JJ spots the dark circles under his eyes and hopes he isn't hiding any bruises beneath his frayed flannel jacket. She was going to put her babysitting money into her 'get the hell out of here' bank, but as they come across the lone restaurant in town, she figures she could use some food.

"I was about to grab some dinner with my babysitting money, want to join me?"

He looks surprised and then disbelieving. "No thanks, I'm set."

"You sure? My parents aren't home and it's either this or cereal. It'd be nice to have some company." She smiles at him warmly, the one she saves for using on her dad when she wants to borrow his car keys.

"Okay, fine." He says it begrudgingly, but holds open the door for her as she passes inside. Once they're seated, they embark upon the stilted conversation of classmates, not friends. Still JJ keeps at him and finally discovers something he loves — animals.

"So you want to become a veterinarian?"

His eyes brighten as he smiles shyly then shares his plan with her. She tells him about her neighbor's horses and their pet cow, Stanley, earning another smile. She thinks that she'll try to take him out more often, just to see that smile again. When they finish dinner, they've agreed to meet the next day to do their bio homework together.

She can't say that she minds when Anna calls later that evening asking what she was doing with Thomas Chapman.

"Just having dinner… with a friend."


Fifteen minutes to touchdown and Hotch scans the jet. He's still wary of team dynamics and pays close attention to his team members. He spots Reid holding a book, head leaning against his fist, watching JJ. Hotch follows his gaze and sees that JJ is smiling at something Emily said, both shuffling through folders.

Curious, Hotch takes a seat next to Reid, waiting for him to speak.

"Do you ever wonder what everyone was like in high school?" Reid continues to watch the pair of women, his eyes sliding to Hotch briefly.

"Much the same as they are now, just less developed." At Reid's frown, Hotch can tell this is not what Reid wants to hear. "Why?"

Reid is quiet for a few moments, pursing his lips. "I accused JJ of being a mean girl."

Hotch nods, seeing Reid's struggle. "Do you really think that?"

"I don't know."

"Perhaps you don't know JJ as well as you think you do." Hotch sits a moment longer, reflecting on what he does know of JJ and her childhood, knowing the kindness JJ shows others isn't something that develops over time; it's inherent in her being. He rises and heads to the back of the jet, leaving Reid to ponder.

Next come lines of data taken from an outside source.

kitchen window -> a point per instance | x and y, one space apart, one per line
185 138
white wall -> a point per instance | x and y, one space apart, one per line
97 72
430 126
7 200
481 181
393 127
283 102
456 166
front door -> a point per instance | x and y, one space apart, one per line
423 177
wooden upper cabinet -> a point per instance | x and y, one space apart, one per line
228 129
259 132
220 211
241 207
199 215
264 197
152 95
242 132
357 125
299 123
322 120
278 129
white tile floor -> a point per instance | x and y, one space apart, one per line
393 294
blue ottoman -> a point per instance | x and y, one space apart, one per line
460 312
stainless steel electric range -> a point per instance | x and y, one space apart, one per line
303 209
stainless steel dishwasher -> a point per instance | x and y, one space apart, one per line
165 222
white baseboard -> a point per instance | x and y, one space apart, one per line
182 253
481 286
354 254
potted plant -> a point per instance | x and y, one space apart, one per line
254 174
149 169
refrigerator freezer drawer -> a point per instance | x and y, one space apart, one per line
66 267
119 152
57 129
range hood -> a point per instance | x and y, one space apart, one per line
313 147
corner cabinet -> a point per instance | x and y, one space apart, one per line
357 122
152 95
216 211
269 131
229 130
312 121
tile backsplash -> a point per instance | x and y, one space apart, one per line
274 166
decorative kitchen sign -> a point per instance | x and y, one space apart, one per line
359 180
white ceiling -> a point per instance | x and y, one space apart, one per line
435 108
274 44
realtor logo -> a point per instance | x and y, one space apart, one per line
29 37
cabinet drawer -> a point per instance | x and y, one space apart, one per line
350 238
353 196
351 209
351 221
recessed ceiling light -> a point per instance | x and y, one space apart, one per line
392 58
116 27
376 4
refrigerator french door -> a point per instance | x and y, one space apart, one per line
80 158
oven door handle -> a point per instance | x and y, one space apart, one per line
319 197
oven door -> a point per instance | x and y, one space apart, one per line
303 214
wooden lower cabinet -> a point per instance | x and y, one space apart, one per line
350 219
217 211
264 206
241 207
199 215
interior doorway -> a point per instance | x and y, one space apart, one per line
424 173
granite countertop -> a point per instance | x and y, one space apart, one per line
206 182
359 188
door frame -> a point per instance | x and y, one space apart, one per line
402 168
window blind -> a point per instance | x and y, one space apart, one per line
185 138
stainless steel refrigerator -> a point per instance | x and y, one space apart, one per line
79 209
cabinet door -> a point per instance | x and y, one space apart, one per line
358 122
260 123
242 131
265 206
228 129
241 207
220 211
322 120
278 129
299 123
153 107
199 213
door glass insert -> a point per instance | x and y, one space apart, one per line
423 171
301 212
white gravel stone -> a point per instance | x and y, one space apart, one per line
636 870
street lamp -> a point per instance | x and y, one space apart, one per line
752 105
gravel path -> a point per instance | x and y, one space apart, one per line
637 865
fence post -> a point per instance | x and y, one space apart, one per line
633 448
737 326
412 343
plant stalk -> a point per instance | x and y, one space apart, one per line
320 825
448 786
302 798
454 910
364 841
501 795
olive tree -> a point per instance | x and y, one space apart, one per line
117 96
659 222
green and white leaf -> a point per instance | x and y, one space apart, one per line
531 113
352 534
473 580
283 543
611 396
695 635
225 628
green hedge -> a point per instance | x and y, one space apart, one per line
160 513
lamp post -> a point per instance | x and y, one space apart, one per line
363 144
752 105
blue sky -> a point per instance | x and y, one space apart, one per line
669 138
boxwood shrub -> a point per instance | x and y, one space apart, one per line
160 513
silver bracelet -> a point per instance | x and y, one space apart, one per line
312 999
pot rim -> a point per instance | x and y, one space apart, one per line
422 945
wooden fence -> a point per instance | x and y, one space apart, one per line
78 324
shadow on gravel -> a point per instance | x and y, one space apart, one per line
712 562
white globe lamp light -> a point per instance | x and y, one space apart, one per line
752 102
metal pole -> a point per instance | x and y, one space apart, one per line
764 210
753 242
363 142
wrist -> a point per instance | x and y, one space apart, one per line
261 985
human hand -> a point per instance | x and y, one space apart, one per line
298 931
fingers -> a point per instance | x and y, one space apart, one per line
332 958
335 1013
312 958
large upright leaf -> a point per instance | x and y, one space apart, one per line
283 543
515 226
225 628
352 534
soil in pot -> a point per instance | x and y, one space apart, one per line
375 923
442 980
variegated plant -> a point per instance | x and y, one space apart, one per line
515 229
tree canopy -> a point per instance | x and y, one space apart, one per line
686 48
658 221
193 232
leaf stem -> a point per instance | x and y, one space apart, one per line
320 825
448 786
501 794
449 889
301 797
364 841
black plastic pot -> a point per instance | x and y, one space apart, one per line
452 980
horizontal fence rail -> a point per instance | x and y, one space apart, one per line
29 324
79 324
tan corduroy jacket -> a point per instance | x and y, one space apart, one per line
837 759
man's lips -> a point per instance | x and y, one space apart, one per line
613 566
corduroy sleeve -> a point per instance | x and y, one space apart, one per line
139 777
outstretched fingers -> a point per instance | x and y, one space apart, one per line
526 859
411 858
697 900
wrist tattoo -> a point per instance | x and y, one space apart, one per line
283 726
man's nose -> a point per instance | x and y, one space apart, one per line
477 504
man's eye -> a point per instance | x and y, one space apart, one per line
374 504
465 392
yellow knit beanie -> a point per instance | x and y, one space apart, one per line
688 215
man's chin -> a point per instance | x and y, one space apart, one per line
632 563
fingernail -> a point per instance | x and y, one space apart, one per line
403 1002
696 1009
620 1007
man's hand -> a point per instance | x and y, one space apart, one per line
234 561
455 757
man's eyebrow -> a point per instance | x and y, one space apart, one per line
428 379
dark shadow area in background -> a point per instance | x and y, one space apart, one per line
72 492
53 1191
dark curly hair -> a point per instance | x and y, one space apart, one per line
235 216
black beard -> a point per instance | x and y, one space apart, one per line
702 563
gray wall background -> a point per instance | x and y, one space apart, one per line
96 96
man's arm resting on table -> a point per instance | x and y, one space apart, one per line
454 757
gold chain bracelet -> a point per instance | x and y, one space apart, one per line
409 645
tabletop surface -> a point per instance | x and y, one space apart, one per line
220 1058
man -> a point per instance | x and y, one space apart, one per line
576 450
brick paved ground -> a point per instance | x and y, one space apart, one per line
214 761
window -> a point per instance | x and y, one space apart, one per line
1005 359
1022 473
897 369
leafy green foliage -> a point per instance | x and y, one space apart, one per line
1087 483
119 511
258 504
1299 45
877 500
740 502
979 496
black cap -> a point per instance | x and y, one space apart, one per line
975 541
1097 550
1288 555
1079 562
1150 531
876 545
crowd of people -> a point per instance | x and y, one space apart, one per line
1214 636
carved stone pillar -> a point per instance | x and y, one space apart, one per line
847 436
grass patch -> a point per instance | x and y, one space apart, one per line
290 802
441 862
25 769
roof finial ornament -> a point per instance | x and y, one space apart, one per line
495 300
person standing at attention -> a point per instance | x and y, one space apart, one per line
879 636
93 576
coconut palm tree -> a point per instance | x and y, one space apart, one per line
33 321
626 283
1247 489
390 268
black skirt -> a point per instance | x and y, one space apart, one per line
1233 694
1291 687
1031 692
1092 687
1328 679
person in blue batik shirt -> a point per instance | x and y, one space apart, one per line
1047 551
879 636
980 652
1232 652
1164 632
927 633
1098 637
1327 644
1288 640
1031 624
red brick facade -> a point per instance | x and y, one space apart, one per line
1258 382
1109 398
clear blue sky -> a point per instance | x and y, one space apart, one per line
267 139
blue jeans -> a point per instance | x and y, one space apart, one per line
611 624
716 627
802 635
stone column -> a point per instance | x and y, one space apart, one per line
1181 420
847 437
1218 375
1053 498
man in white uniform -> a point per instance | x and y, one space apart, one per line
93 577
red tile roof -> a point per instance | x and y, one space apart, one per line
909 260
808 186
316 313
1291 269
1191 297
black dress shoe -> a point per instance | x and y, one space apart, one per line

"That's the problem," Reid murmurs to himself, "I don't think I know her at all."

But then JJ looks up at catches Reid's eye and gives him a soft smile, and his doubt abates just enough. He acknowledges her and turns back to the comfort of his book.

JJ watches her friend escaping into the safety of words and theories, knowing that one day he'll understand what she did. She only hopes that when that time comes, it isn't because he's facing the same situation.

Just then, her phone hums. She glances down and sees that her opponent has made a move. Pulling up the screen, she glances at the scrabble board and makes a sound of discontent.

"Emily Prentiss. You did not just score that many points playing a two-letter word."

Emily smirks enigmatically and turns back to her briefcase. "I have no idea what you're talking about."

JJ crumples her bag of Cheetos. "Sure you don't."